In our analysis, we found various studies showing these predictors. Hormone receptor positivity of patients undergoing SABR was found to be linked to improved OS in 3 of the studies included in our analysis.75,76,79 A worse survival was instead demonstrated by Franzese et al for the patients who presented a HER-2 positivity.77 It is also very important to note that the Karnofsky Performance Status Scale was a significant positive prognostic factor for survival and disease control.

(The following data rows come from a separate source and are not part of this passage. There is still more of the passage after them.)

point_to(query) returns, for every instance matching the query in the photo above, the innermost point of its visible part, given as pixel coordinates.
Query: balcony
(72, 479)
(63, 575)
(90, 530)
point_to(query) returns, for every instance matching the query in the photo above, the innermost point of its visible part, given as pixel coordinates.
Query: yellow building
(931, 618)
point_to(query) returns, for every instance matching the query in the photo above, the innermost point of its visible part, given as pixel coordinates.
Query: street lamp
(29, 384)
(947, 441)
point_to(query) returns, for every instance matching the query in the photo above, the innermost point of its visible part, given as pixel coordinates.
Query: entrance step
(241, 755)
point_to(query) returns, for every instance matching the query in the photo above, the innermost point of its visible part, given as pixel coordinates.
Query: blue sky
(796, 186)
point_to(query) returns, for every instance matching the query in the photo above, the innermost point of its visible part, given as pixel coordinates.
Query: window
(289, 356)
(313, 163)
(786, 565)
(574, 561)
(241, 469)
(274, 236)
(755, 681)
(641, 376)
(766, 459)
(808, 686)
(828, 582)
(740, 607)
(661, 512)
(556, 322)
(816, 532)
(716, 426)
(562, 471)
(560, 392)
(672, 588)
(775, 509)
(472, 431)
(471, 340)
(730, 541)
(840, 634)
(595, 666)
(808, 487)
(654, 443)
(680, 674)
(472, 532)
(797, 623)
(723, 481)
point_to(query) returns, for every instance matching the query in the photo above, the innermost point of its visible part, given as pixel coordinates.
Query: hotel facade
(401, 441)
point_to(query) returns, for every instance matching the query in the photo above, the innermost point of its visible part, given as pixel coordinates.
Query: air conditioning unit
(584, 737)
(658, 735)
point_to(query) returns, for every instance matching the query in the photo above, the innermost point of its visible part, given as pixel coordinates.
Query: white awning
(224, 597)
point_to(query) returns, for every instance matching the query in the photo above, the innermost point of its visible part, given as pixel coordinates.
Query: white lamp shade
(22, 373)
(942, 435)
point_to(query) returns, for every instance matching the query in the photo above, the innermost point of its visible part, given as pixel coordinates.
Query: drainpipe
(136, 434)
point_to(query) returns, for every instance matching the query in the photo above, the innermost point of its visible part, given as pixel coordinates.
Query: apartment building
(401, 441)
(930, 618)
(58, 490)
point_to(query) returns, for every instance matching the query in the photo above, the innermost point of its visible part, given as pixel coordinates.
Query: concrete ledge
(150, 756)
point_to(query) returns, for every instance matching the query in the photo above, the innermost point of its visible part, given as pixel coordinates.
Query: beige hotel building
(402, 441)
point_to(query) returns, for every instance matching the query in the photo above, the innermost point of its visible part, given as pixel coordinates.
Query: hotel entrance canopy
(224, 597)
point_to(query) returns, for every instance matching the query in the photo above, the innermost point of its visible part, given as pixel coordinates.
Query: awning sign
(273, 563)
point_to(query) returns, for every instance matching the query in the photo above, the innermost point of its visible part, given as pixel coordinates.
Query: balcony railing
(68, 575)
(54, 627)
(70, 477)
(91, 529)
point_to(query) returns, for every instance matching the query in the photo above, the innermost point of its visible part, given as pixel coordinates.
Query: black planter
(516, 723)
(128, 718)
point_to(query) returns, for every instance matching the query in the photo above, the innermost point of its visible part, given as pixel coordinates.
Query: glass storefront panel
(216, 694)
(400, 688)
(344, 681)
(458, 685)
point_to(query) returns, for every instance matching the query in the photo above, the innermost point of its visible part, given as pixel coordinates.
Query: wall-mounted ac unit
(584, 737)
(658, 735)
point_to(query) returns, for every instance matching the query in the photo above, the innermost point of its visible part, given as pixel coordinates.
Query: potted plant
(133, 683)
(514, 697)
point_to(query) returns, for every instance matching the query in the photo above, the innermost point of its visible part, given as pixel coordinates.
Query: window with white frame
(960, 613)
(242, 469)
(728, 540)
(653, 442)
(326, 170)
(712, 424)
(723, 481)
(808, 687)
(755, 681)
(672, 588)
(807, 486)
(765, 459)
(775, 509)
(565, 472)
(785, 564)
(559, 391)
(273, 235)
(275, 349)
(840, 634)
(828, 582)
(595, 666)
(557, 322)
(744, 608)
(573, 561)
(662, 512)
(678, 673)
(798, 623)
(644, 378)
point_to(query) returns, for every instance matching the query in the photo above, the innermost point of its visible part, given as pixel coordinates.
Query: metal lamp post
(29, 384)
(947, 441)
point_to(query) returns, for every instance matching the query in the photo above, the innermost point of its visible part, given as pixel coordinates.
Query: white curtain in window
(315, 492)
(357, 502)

Indeed, some studies included high KPS as an inclusion criterion with a range between 70% - 100%.75,78,83 The timing of systemic medical treatment was evaluated by Scorsetti et al, who demonstrated a significant impact on OS in case of systemic treatment after SABR.79 In the study by Franzese et al, a correlation was found between systemic therapy administered before local treatment on metastases and PFS.77 We also found interesting data from a prospective study. In a phase II study, published by Trovò et al, the authors sought to demonstrate whether radical radiotherapy on all metastatic sites could increase PFS in patients with oligometastatic breast cancer. They included 54 patients with a total of 92 metastatic lesions, treated with radical radiotherapy, in their analysis. After a median follow-up of 30 months, the PFS at 1 and 2 years was 75% and 53%, respectively. They did not identify prognostic factors associated with improvement in PFS. However, they showed that patients treated with radical radiotherapy on all metastatic sites may reach long-term PFS without significant treatment-related toxicity increase. Therefore, the choice of stereotactic ablative radiotherapy can be considered a valid option.84

Conclusion

Through this review, we provide a state of the art summary of predictive factors that can help deciding whether oligometastatic patients deserve SABR. It is evident that a lot is still to be done, as reflected by the various and heterogeneous results of the published series. While clinical parameters are easily accessible, their relevance in predicting outcome of oligometastatic patients is minimal. The research on genetic, epigenetic and radiomic features is still far from a clinical implementation. However, we feel that this is the right way to proceed, since the identification of the biology behind oligometastases is crucial. A significant effort to collect similar data is of paramount importance.

Disclosure

The authors report no conflicts of interest in this work.